How does this recursive synchronized call not dead

2019-05-26 18:55发布

问题:

I have a set of methods that all synchronize to the class object (can't use self, because multiple instances of this object could be used in multiple threads). Some of those methods call other methods in the class that also synchronize on the class object. Somehow this works and does not cause the deadlock I would expect it to.

I would assume that testA would be blocked from running because testB already has a lock on the class object, but this apparently isn't the case.

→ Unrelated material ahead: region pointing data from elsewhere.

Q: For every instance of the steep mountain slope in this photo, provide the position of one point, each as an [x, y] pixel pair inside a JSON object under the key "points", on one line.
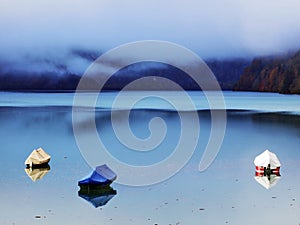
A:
{"points": [[272, 74]]}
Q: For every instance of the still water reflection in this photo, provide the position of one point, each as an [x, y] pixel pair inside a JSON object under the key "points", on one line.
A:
{"points": [[226, 193]]}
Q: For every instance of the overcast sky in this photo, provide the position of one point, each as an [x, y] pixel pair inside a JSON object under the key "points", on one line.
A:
{"points": [[211, 28]]}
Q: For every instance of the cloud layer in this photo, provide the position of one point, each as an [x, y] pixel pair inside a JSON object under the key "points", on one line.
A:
{"points": [[210, 28]]}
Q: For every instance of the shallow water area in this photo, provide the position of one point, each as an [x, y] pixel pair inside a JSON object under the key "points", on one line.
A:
{"points": [[225, 193]]}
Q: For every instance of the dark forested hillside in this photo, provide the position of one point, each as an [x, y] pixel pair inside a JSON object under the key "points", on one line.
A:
{"points": [[272, 74]]}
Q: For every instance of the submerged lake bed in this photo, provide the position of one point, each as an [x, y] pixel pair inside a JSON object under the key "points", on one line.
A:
{"points": [[225, 193]]}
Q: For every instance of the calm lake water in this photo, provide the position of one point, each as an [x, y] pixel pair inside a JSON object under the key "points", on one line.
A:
{"points": [[225, 193]]}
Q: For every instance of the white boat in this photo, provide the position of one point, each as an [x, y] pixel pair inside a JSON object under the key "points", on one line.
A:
{"points": [[38, 157], [267, 163]]}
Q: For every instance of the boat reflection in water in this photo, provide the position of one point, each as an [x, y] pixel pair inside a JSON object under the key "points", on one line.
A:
{"points": [[267, 167], [95, 188], [37, 173], [97, 195]]}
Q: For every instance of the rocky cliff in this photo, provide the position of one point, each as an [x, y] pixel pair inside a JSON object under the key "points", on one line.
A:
{"points": [[272, 74]]}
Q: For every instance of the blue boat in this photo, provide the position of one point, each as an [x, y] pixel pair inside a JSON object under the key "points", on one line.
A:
{"points": [[102, 175], [97, 196]]}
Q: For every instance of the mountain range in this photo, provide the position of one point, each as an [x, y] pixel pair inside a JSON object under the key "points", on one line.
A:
{"points": [[269, 74]]}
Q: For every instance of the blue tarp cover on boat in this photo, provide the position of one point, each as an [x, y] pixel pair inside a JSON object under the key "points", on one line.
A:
{"points": [[101, 175]]}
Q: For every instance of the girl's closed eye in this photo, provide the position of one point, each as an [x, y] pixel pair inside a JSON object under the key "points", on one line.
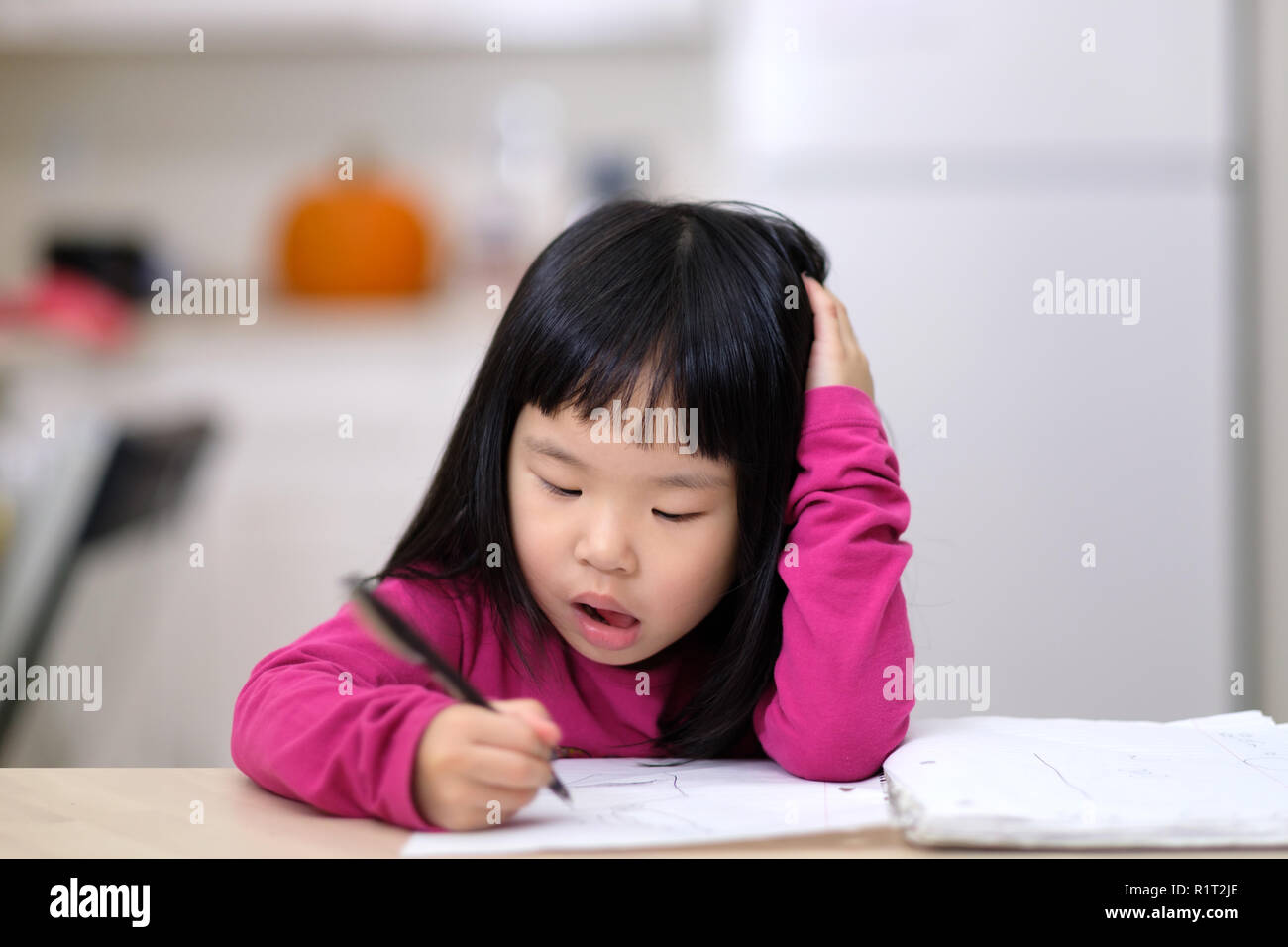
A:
{"points": [[570, 493]]}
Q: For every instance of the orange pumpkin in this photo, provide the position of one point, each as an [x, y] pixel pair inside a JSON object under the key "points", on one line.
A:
{"points": [[352, 237]]}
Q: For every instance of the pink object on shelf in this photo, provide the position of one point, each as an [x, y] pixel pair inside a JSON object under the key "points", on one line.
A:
{"points": [[69, 305]]}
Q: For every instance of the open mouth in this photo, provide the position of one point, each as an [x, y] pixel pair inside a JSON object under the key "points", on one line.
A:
{"points": [[605, 617]]}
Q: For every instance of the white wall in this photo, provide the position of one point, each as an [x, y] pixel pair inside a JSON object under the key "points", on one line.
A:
{"points": [[1061, 429]]}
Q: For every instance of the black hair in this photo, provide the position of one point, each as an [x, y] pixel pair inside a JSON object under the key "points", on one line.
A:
{"points": [[707, 299]]}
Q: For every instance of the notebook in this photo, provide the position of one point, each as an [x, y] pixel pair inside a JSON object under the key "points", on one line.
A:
{"points": [[627, 802], [1003, 781]]}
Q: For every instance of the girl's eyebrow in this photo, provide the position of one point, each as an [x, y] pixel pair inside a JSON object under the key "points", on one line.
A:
{"points": [[682, 480]]}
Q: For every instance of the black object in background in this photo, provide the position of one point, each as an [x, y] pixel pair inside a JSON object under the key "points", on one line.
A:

Is it something special that @synchronized is doing or is this a feature of the underlying mutex locks?


Example code that works:

- (NSUInteger)testA
{
    @synchronized(self.class)
    {
        NSLog(@"Doing something in A");
    }
    return 1;
}

- (void)testB
{
    @synchronized(self.class)
    {
        NSLog(@"Doing something in B");
        NSLog(@"A returned: %i", [self testA]);
    }
}

When calling testB the output is:

Doing something in B
Doing something in A
A returned: 1

回答1:

Mauricio's comment is correct. From TOCPL:

The Objective-C synchronization feature supports recursive and reentrant code. A thread can use a single semaphore several times in a recursive manner; other threads are blocked from using it until the thread releases all the locks obtained with it; that is, every @synchronized() block is exited normally or through an exception.